Journal or Publishing Institution: Capitalism Nature Socialism
Study: https://www.tandfonline.com/doi/full/10.1080/10455750902940609
Author(s): Newman, S.A.
Article Type: Journal Publication
Record ID: 1723
Text: Beginning three decades ago scientists learned how to sequence DNA and transfer it from one kind of organism to another. Since that time, claims about the power of the gene to determine and transform the properties of living forms have been unremitting in academic and popular venues. When proposals were first made to improve foods and other crop plants by introducing exogenous genes (experimental transgenesis, a type of genetic engineering), unsurprisingly, questions were raised about the capability of the methods to also induce harmful effects. Scenarios included the impairment of the quality and safety of fruits and vegetables, making them allergenic or toxic to humans and nonhumans who consume them, and the creation of superweeds, which could disrupt wild or farmed ecosystems (1).
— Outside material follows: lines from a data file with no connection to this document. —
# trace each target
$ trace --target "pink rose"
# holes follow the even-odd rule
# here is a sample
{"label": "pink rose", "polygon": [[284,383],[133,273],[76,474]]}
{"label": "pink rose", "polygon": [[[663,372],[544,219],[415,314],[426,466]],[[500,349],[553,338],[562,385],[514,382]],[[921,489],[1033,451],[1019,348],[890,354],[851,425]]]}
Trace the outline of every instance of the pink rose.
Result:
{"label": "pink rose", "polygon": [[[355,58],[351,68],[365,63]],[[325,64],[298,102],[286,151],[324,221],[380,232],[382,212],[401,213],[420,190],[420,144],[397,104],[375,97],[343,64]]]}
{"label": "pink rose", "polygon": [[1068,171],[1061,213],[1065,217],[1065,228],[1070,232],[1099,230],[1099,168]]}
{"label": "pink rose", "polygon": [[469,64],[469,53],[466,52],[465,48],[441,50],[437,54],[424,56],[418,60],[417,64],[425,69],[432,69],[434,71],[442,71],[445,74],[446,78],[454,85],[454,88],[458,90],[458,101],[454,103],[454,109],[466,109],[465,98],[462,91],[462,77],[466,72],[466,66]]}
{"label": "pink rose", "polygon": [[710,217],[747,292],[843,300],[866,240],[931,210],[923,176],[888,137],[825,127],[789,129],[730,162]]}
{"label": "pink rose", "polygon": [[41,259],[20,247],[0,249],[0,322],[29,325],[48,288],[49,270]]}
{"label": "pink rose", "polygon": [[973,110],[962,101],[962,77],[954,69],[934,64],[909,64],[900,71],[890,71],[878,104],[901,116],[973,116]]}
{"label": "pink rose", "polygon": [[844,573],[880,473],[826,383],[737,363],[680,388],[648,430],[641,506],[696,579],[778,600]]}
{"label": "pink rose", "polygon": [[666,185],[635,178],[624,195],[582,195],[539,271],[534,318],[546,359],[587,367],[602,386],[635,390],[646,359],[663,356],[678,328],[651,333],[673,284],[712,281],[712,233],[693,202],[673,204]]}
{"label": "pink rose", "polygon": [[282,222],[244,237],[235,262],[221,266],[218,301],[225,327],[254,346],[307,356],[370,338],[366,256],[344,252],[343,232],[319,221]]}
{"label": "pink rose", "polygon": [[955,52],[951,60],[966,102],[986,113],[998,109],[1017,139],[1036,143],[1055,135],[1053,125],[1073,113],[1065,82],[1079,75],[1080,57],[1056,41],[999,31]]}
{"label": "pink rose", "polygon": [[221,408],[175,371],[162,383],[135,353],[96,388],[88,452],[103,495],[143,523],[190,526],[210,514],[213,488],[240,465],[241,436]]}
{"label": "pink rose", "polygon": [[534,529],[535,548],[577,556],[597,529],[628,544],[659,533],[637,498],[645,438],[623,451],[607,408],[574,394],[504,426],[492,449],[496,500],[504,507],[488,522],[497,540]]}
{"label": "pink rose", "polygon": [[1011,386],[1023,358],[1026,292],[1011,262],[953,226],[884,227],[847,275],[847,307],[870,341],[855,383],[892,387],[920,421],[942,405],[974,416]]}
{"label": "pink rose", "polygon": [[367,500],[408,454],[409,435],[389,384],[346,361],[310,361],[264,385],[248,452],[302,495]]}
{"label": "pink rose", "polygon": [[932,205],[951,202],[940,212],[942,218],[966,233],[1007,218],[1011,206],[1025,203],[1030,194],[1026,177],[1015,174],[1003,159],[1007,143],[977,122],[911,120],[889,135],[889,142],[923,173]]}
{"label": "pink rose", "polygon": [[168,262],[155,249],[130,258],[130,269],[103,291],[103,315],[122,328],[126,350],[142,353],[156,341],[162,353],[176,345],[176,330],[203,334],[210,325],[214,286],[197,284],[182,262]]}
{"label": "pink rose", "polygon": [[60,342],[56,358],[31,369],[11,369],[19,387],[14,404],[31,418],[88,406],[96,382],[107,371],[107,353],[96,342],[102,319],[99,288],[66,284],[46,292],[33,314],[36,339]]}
By 2005, however, when more than 90 percent of the annual soybean crop and 50 percent of the corn crop in the United States had come to be genetically engineered – a transformation in agricultural production that took less than a decade (2) – efforts at regulation that had once made precautionary sense were increasingly portrayed as irrational. A constant stream of article and books by ideological technophiles and recipients of corporate largesse now portray resistance to, and even reservations about, genetically modified (GM) food as scientifically ignorant, economically suicidal, and cruel to the hungry of the world (3). So far, however, virtually all genetic modification of food and fiber crops has focused on the economic aspects of production (i.e., making crops resistant to herbicides and insect damage, increasing transportability and shelf-life) rather than improving nutrition or flavor, goals that have proved more elusive. In addition to introducing biological qualities that enhance production and transport efficiencies (some of which, indeed, are antithetical to improving the eating experience), branding and patenting—i.e., industrial hegemony—have been the major motivation for introducing genetically engineered plant varieties (4)…
Keywords: Sequence DNA, Soybean Crop, Corn Crop, Genetic Modification, GM Products, Monsanto, Herbicide, Roundup, Bt Corn, Soil Ecology, Herbicide-Resistance, Climate Change, Agribusiness, GM Crops, Nature, Bioethics, Genetically Modified Organisms
Citation: Newman, S.A., 2009. Genetically modified foods and the attack on nature. Capitalism Nature Socialism, 20(2), pp.22-31.